I'm writing code to do a subset product: it takes a list of elements and a list of indicator variables (of the same length). The product is computed in a tree, which is crucial to our application. Each product is expensive, so my goal was to compute each level of the tree in parallel, evaluating consecutive levels in sequence. Thus there isn't any nested parallelism going on.
I only have repa code in ONE function, near the top level of my overall code.
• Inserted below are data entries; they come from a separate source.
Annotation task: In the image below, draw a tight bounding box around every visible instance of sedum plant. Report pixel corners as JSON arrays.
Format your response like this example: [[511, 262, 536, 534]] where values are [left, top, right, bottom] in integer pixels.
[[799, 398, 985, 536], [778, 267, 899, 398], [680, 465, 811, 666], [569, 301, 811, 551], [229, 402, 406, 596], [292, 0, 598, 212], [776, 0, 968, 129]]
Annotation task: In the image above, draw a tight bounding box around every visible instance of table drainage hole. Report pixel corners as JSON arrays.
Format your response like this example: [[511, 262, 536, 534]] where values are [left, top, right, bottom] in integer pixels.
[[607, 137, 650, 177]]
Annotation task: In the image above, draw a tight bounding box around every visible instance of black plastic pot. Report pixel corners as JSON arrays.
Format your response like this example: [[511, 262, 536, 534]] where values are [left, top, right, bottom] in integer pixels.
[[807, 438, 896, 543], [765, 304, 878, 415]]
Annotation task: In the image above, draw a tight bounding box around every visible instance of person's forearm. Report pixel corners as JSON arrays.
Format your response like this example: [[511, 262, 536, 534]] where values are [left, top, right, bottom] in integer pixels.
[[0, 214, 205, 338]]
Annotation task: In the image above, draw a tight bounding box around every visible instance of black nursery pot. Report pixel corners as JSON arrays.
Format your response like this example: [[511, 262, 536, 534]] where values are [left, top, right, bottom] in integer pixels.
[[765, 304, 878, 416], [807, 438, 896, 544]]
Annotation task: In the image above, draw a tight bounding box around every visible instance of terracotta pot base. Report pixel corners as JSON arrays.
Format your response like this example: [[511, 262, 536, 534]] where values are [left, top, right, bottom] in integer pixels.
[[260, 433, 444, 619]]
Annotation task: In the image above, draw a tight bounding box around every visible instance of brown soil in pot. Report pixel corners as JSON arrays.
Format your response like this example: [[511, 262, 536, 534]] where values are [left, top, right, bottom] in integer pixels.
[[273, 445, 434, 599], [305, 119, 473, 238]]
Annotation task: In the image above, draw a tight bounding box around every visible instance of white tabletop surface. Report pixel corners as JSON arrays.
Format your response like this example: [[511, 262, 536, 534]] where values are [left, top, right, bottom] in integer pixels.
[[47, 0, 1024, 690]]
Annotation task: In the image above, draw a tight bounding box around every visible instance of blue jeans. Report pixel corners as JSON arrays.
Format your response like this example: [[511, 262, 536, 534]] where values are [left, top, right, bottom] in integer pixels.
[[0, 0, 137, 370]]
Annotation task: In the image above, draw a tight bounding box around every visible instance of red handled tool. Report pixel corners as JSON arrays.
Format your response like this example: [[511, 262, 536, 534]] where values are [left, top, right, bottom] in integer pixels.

Note that subsetProd is not monadic.
The steps:
- chunk up the lists into pairs (no parallelism)
- zip the chunked lists (no parallelism)
- map the product function over this list (using Repa map), creating a Delayed array
- call computeP to evaluate the map in parallel
- convert the Repa result back to a list
- make a recursive call (on lists half the size of the inputs)
The code:
{-# LANGUAGE TypeOperators, FlexibleContexts, BangPatterns #-}
import System.Random
import System.Environment (getArgs)
import Control.Monad.State
import Control.Monad.Identity (runIdentity)
import Data.Array.Repa as Repa
import Data.Array.Repa.Eval as Eval
import Data.Array.Repa.Repr.Vector
force :: (Shape sh) => Array D sh e -> Array V sh e
force = runIdentity . computeP
chunk :: [a] -> [(a,a)]
chunk [] = []
chunk (x1:x2:xs) = (x1,x2):(chunk xs)
slow_fib :: Int -> Integer
slow_fib 0 = 0
slow_fib 1 = 1
slow_fib n = slow_fib (n-2) + slow_fib (n-1)
testSubsetProd :: Int -> Int -> IO ()
testSubsetProd size seed = do
let work = do
!flags <- replicateM size (state random)
!values <- replicateM size (state $ randomR (1,10))
return $ subsetProd values flags
value = evalState work (mkStdGen seed)
print value
subsetProd :: [Int] -> [Bool] -> Int
subsetProd [!x] _ = x
subsetProd !vals !flags =
let len = (length vals) `div` 2
!valpairs = Eval.fromList (Z :. len) $ chunk vals :: (Array V (Z :. Int) (Int, Int))
!flagpairs = Eval.fromList (Z :. len) $ chunk flags :: (Array V (Z :. Int) (Bool, Bool))
!prods = force $ Repa.zipWith mul valpairs flagpairs
mul (!v0,!v1) (!f0,!f1)
| (not f0) && (not f1) = 1
| (not f0) = v0+1
| (not f1) = v1+1
| otherwise = fromInteger $ slow_fib ((v0*v1) `mod` 35)
in subsetProd (toList prods) (Prelude.map (uncurry (||)) (toList flagpairs))
main :: IO ()
main = do
args <- getArgs
let [numleaves, seed] = Prelude.map read args :: [Int]
testSubsetProd numleaves seed
The entire program is compiled with
ghc -Odph -rtsopts -threaded -fno-liberate-case -funfolding-use-threshold1000 -funfolding-keeness-factor1000 -fllvm -optlo-O3
per these instructions, on GHC 7.6.2 x64.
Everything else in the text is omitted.